Despite being “clever” i.e. able to understand things quickly academically I didn’t do brilliantly, well enough, but I remember my Head I’d Department at uni perplexed by how I could form arguments orally which challenged him but my essays were shocking compared to others.

I suspect the various bouts of mental health issues I have had are down to how I am wired, ADHD seems the best fit from what I have seen.

Chimchar · 10/12/2018 06:44

I think my dd has ADD. We're going through the assessment process at the moment. The more I learn about it in females, the more I think I have it.

It would certainly make sense of a lot of the difficulties that I have faced and try to manage on a daily basis.

After a conversation with one of my parents, it seems like they might have it too. I do know that there is a strong family link, so it would figure.

knittedjest · 10/12/2018 06:50

Me. I often think so and my husband and mother agree. I need to move, I often just pace around the halls of my own house with no direction just because I can't really think early if I'm not moving.

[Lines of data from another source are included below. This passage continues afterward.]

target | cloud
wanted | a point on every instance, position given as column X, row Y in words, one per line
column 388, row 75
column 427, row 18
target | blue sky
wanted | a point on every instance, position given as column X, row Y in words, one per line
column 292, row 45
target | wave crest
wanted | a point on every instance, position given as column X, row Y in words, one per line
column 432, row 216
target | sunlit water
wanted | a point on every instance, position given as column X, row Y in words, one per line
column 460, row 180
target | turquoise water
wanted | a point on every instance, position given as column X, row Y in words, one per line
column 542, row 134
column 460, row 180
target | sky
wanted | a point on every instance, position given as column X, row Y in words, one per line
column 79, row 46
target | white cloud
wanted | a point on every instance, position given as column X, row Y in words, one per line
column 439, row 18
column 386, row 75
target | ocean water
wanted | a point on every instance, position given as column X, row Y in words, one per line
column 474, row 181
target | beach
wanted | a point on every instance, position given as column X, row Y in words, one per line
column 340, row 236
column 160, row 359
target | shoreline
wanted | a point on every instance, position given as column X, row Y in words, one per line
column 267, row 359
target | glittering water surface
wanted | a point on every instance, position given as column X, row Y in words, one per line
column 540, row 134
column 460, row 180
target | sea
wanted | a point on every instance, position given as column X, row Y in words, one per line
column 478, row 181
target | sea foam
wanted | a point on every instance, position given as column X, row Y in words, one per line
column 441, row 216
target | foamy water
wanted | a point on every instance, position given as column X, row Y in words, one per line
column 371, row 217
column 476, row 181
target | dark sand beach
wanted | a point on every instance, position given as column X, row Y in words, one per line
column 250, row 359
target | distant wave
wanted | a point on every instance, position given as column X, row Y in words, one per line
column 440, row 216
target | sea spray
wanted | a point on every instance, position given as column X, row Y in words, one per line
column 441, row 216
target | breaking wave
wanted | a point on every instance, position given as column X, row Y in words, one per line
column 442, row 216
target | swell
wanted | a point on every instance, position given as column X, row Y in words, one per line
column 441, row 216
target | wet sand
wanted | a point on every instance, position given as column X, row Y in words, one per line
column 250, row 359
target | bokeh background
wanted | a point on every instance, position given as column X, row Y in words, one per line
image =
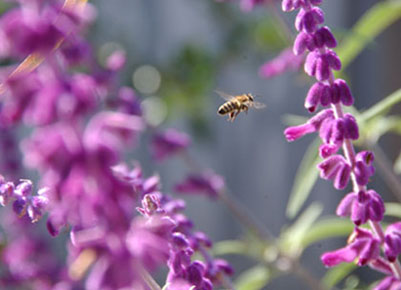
column 180, row 51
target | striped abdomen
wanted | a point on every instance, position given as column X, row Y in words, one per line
column 228, row 107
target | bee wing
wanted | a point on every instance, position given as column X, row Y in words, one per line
column 258, row 105
column 225, row 96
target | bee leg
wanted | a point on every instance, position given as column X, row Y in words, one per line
column 231, row 116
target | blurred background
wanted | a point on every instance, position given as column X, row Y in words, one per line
column 180, row 51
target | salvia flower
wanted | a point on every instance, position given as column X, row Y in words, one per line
column 389, row 282
column 392, row 241
column 207, row 183
column 361, row 244
column 169, row 143
column 337, row 169
column 362, row 206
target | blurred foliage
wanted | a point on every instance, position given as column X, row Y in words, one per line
column 188, row 80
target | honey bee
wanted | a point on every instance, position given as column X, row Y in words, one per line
column 237, row 104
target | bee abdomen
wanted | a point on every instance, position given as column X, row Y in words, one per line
column 226, row 108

In school I could sit through a single class fine but from the age of 12 or 13 I could not do an entire day because I was so absentminded and needed to move constantly. I was then went to boarding school because I couldn't stay in school all day which helped because it was structured in a unique way - it wasn't the normal class, sit in a school yard, class, class, lunch, class and without that I doubt I would have been able to graduate high school. University was easier because of the same reason - can sit through a class but can't sit all day. I have a lot of empathy greatly for kids who suffer like I did but don't have the same opportunity that I had with their education, it must be do hard.